Personalising tileDB Settings#

This section provides an overview of customizing the tileDB settings in the data_config.yml to manage and query ICESat-2 data using your own personalized settings.

Overview#

The provided data_config.yml file allows users to customize tileDB settings to suit their specific requirements. By modifying the configuration file, you can adjust the database connection details, file paths, environment settings, and data extraction settings to optimize data handling and processing. However, you should be an experienced user with prior knowledge of TileDB and configuration files to ensure proper adjustments and avoid potential issues.

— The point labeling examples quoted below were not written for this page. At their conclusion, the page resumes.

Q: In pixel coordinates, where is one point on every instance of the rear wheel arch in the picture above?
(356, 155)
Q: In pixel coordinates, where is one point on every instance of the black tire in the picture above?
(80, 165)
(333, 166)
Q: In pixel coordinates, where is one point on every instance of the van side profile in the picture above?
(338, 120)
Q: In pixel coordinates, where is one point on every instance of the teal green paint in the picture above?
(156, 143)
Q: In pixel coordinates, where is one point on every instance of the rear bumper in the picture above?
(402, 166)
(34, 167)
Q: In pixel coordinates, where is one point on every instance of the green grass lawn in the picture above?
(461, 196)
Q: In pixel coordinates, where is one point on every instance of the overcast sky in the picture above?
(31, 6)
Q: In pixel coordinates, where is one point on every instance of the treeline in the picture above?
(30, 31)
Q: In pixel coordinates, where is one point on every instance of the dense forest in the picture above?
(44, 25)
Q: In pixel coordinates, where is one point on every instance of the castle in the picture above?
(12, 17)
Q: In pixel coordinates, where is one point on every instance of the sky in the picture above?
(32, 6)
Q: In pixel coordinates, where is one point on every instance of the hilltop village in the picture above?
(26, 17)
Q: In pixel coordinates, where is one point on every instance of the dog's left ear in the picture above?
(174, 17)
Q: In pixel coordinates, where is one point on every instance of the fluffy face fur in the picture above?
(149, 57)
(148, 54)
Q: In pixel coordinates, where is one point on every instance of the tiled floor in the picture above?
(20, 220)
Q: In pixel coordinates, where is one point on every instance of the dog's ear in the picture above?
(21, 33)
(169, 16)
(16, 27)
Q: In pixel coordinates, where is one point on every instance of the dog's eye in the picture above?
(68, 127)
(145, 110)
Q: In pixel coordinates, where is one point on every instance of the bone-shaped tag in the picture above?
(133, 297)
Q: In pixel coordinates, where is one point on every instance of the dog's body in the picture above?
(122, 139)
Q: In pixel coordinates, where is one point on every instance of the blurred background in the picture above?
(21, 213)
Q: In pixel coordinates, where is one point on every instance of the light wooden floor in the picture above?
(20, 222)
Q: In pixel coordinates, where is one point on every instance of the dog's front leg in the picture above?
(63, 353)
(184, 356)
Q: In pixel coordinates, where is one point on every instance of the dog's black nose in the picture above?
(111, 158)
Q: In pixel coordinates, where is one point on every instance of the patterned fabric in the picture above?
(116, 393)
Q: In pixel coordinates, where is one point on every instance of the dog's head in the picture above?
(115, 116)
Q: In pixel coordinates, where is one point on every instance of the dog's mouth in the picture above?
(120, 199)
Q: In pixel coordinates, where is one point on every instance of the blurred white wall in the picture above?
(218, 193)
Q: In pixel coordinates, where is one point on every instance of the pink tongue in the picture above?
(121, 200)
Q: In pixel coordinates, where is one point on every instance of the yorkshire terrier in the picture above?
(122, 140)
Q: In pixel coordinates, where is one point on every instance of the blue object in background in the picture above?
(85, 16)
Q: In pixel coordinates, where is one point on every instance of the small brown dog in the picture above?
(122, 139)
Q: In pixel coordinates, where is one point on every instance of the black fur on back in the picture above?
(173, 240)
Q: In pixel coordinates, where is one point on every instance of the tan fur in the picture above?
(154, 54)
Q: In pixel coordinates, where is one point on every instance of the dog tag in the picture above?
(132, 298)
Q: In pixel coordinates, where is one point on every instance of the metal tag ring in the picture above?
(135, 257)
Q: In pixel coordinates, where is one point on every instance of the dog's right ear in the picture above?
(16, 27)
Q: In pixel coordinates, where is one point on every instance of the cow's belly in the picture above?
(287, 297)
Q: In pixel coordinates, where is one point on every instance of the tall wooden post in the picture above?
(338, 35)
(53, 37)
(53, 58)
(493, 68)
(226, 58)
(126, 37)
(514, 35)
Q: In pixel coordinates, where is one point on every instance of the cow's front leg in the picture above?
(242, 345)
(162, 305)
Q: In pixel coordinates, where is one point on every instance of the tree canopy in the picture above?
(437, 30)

Customizing tileDB settings#

The following is an example of the code provided in the data_config.yml file:

tiledb:
  storage_type: 'local'                             # either local or s3
  local_path: ''                                    # TileDB URI for storing data
  overwrite: true                                   # Whether to overwrite existing arrays
  temporal_batching: "weekly"                       # either daily or weekly
  chunk_size: 25                                    # chunk siz ein degrees for spatial chunks
  time_range:                                       # Global time range for data
    start_time: "2018-01"                           # Global start time for data
    end_time: "2030-12-31"                          # Global end time for data
  spatial_range:                                    # Global spatial range (bounding box)
    lat_min: -56.0
    lat_max: 56.0
    lon_min: -180.0
    lon_max: 180.0
  dimensions: ['latitude', 'longitude', 'time']     # Dimensions for the TileDB array
  consolidation_settings:
   fragment_size: 200_000_000_000                   # 100GB fragment size
   memory_budget: "150000000000"                    # 150GB total memory budget
   memory_budget_var: "50000000000"                 # 50GB for variable-sized attributes
  cell_order: "hilbert"
  capacity: 100000

Explanation of Configuration Fields

  1. storage_type: Specifies where the TileDB arrays will be stored. Options:

    • local: Arrays will be stored on the local filesystem.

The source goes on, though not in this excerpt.